Organizar una incursión armada contra otro país desde territorio estadounidense podría tener consecuencias bajo la ley federal. El Departamento de Justicia declinó comentar para este reporte sobre si está llevando a cabo una investigación sobre lo ocurrido con la lancha.

Las reacciones en Washington se centraron principalmente en exigir explicaciones al Gobierno cubano. La legisladora republicana Maria Elvira Salazar exigió que se esclarezcan los hechos y que el régimen rinda cuentas, mientras el representante Carlos Giménez calificó el enfrentamiento como una “masacre” y reclamó una investigación urgente para establecer responsabilidades. El secretario de Estado, Marco Rubio, señaló que EE UU no basará su respuesta en la versión ofrecida de La Habana, e incluso el fiscal general de Florida, James Uthmeier, anunció que estaban examinando el caso desde el ámbito estatal y que el Gobierno cubano deberá responder por lo ocurrido si se confirman las denuncias.

El Gobierno de Donald Trump ha intensificado la presión sobre La Habana en las últimas semanas. Tras la captura de Nicolás Maduro en Venezuela, EE UU ha restringido el suministro de petróleo.
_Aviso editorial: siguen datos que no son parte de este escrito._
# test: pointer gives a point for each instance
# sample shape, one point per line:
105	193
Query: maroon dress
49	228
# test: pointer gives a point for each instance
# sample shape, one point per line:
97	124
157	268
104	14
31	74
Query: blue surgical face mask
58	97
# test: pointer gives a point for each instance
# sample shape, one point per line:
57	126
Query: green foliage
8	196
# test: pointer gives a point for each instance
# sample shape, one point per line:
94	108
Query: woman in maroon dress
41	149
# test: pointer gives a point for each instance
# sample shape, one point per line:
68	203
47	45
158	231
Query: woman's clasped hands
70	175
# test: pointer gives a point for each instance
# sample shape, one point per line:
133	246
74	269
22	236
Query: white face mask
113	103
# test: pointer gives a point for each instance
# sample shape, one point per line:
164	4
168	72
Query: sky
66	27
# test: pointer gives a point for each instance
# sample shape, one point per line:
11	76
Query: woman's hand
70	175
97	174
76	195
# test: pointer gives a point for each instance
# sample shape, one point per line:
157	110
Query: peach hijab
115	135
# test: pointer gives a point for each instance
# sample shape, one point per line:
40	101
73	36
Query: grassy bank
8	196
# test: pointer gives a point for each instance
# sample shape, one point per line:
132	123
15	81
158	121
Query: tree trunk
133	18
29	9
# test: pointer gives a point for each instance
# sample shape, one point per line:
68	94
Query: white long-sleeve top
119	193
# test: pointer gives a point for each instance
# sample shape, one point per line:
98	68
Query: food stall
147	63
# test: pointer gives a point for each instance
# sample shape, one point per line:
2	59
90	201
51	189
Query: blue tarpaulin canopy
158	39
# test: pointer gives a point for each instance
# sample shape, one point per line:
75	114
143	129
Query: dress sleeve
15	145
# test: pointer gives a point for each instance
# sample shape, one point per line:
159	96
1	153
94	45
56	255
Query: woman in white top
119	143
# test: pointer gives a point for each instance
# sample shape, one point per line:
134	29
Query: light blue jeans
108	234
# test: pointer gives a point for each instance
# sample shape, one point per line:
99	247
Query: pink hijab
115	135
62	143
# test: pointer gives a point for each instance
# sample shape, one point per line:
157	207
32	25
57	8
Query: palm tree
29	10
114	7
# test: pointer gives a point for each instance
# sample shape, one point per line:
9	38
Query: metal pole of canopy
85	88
El clima de confrontación ha provocado movilizaciones militares en la isla.

Ramón Saúl Sánchez, fundador del Movimiento Democracia y considerado uno de los principales estrategas del exilio, asegura que Cuba “probablemente está militarizada” por temor “a una invasión”. “En un tiempo que está así la cosa, además en un bote sobrecargado y desembarcar de día, son todas decisiones un poco descabelladas, sin quitarle la seriedad que le doy a un grupo de hombres que quieran dar su vida por la libertad de su país”.

Sánchez, quien estuvo preso en los ochenta por negarse a testificar ante un gran jurado en el caso de Omega 7 y desde entonces ha promovido la lucha pacífica, con huelgas de hambre, flotillas y otras demostraciones, dice que como los implicados “se iban a tirar en Cuba, probablemente no consideraron las ramificaciones que eso puede tener del lado de acá”, y especula sobre la posibilidad de que el grupo tuviera “un infiltrado que los motivó a hacer las cosas un poco a lo loco”.